HTML5 accepts only UTF-8 encoding, there are better ways than Deflate to compress Unicode texts, bzip2 to start with. Deflate has no clue about UTF-8 since it is byte oriented, its search window is limited to 32 kilo bytes (in UTF-8 a single Devanagari character –used for Hindi and other languages in India– takes 3 bytes which seriously reduces the size of text that can actually be used as a reference for string matching, the same goes for other scripts like Cyrillic (Russian, Ukrainian, Bulgarian…), Greek,  Hebrew, Arabic… since they can no longer rely on single byte charsets and UTF-8 means 2 bytes per character for those).

For web performance having a compression scheme that could recognize and reverse/redo base64 encoding (Data URI, RFC2397) to handle "binary blobs" inside text files would be very appreciated.

Deflate misses some flexibility since it has no super fast mode à la LZ4 that would still provide decent compression but at much lower CPU cost (no entropy coding), nor something heavier on the other side (LZMA like).

Deflate was a nice compression scheme in the 90s, but the World (Wide Web) has changed since the 90s, look how archivers handle text files nowadays: they switch to PPMd, bzip2… because Deflate is outdated.

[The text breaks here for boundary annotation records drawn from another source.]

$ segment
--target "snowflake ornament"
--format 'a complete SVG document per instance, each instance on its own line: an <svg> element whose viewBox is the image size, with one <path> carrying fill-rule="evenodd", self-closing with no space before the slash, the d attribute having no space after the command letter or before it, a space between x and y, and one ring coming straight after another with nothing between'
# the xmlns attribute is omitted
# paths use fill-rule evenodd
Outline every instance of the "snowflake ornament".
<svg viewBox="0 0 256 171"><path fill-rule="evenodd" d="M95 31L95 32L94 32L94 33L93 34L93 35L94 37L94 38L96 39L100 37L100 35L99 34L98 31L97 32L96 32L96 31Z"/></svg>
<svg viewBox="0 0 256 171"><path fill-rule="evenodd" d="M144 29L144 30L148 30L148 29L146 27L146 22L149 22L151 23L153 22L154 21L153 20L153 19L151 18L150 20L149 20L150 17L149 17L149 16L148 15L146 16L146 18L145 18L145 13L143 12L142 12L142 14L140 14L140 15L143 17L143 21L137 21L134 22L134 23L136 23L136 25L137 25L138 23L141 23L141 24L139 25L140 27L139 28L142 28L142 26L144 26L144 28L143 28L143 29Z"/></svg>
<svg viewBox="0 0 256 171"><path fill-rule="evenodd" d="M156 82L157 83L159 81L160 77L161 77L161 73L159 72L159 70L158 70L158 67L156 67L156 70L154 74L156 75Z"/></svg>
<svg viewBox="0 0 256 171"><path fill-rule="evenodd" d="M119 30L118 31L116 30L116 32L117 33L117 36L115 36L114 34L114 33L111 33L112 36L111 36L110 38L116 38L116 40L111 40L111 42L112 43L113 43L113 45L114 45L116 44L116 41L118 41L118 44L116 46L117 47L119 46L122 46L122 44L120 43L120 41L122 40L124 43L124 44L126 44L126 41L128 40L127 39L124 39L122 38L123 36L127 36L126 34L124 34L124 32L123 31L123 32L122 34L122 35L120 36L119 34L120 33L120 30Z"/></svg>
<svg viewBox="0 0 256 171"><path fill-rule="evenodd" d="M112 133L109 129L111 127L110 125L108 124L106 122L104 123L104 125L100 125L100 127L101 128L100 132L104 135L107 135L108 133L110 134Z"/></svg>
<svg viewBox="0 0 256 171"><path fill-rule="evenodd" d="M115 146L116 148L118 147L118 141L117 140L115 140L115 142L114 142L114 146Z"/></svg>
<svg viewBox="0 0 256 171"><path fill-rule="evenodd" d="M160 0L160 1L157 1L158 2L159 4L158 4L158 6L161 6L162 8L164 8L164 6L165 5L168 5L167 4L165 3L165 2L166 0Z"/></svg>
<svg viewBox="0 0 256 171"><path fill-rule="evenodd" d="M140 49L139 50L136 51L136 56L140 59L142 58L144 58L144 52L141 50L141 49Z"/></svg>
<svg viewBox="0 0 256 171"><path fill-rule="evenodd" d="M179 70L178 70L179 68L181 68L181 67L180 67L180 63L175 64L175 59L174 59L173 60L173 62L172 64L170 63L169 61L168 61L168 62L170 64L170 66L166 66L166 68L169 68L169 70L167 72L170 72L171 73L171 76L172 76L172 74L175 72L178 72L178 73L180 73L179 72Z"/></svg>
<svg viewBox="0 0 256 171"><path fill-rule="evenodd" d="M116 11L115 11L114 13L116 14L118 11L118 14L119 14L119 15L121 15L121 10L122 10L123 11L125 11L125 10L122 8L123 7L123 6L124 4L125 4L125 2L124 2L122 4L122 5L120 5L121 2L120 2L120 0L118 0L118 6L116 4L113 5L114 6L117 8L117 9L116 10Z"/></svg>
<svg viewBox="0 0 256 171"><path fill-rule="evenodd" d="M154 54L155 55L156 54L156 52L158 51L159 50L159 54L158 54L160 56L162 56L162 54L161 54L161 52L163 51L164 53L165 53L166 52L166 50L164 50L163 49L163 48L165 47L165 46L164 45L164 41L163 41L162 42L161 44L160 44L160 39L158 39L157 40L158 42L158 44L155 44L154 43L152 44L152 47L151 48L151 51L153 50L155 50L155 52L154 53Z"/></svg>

Compressing the headers is a good idea, but thinking about new compression schemes for the payload should not be overlooked.

Frédéric Kayser

Le 21 mai 2013 à 19:17, Poul-Henning Kamp a écrit :

> In message <>de>, Roland Zink writes:
>> This seem to make the introduction of new compression schemes more complex.
> And what is the plausibility that any new compression schemes will ever
> make that worth-while ?
> It's not nill, but it makes a convincing impression of nill.
> -- 
> Poul-Henning Kamp       | UNIX since Zilog Zeus 3.20
> phk@FreeBSD.ORG         | TCP/IP since RFC 956
> FreeBSD committer       | BSD since 4.3-tahoe    
> Never attribute to malice what can adequately be explained by incompetence.